Writing

Not Your Typical First Date

In honor of Valentine’s Day (and Stephanie Weinert’s #fridayintroductionsourlovestory), I thought I’d resurrect a very old post I wrote for the Love and Fidelity Network a few years ago. Here’s the original post.

Ours wasn’t your typical first date. Unless, of course, I was the female protagonist in a Jane Austen novel, adhering to the social and marital protocol of allowing others to select my suitor. It was a rainy day in July, and I was walking downtown for a luncheon with my Dad, my twin brother, my Dad’s friend from high school, and his mysterious, entirely unknown son, Sean. A couple weeks prior, my brother, Michael, had mentioned running into a friend from Notre Dame at work. There were all sorts of connections—Sean had played soccer with and against both of my brothers, in Pittsburgh and at Notre Dame, and had lived just a few minutes from my family’s home growing up. Because I didn’t know this anonymous character personally, I thought nothing of it, but my Dad quickly caught wind of Michael’s insinuations and, as a father of six girls should, began scheming. Before long, I had received an email from my Dad instructing me to meet this contrived group for lunch one day. I agreed, nervously acknowledging the other party’s complete ignorance of this “casual,” totally happenstance and not-at-all-arranged rendezvous, but determined to be as natural and nonchalant as possible.

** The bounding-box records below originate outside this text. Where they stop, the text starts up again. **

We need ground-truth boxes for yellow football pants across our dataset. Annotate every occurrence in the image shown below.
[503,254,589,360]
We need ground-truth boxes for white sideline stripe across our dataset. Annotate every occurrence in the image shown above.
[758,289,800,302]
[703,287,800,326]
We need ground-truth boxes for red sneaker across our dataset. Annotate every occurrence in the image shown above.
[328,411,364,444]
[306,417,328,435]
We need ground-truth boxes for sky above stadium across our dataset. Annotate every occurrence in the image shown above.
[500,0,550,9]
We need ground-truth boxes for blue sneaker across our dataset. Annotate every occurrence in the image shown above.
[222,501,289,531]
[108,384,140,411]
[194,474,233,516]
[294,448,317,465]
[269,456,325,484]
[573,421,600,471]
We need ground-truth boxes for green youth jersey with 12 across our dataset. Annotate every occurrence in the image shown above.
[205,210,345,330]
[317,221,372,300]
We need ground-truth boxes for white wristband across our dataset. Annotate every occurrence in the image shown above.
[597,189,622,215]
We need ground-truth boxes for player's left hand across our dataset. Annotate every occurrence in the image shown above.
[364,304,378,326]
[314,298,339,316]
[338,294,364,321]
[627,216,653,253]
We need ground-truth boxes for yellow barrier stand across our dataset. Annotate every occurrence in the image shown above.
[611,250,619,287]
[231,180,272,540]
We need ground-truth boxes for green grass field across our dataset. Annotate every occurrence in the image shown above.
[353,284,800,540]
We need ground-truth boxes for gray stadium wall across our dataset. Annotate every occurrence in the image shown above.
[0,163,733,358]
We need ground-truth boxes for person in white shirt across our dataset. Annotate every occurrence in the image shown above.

Yes, it was a total set-up. And yes, I was consciously submitting myself to the potential awkwardness of this midday surprise. But if anyone were to attempt to match me up with someone, my father and my overly protective twin brother seemed fit for the job. All I had to do was like the guy (spoiler alert: I did).

It became fairly clear in the two weeks following that the familial set-up was far from a failure. Sean had contacted me a few days after the luncheon, very coolly pointing out that since we both lived in Pittsburgh, it would be no trouble at all to maybe, possibly “get together” sometime. Spurred on by my overly enthusiastic mother and sisters (just call me Elizabeth Bennett), I responded in the affirmative. Filled with Pirate games and country concerts, the beginning phase of our “friendship” was group-centered, pressure-free, and lighthearted. I tried to keep the fact that he had been unknowingly matched up with me that day in July rather close to the vest, and enjoy the no-pressure aspect of our friendship.

After a couple weeks of getting to know one another, Sean asked me on our official “first date,” and we enjoyed each other’s company apart from my seven siblings and many inquisitive friends. He drove me to a quaint little restaurant just about halfway between his house and mine, and we soon came to treasure this bit of time that was ours alone. We talked about our interests, our passions and goals, my impending doom as an English Literature major seeking employment, our irrational and rational fears, and the real story behind the planned luncheon. We talked about our families, our faith, our struggles as young people in the college and professional world, and our pleasant surprise at how easy conversation flowed and interests aligned. I knew immediately that Sean was a gentleman, and that yes, my Dad and twin brother actually knew a thing or two about match-making. He was genuinely fascinated with who I was—all of my failures, accomplishments, quirks, my uncontrollable love of sweets. And I wanted to learn all about him—how he could possibly maintain such an organized sock drawer, what he found challenging about starting out in the professional world, his valuable experiences at Notre Dame. I suppose it was an untraditional first date, since our intentions were already mutual and clear, but its easy authenticity and eager unravelling of a few layers of each other was just how a first date ought to be. It wasn’t that we were baring our whole souls to each other with an unnecessary gravity—I was still guarding my heart and taking my time, making it clear that he had to win me over. But I could trust that his interest in learning about me was genuine and true, and I happily awaited our next non-parentally involved meeting.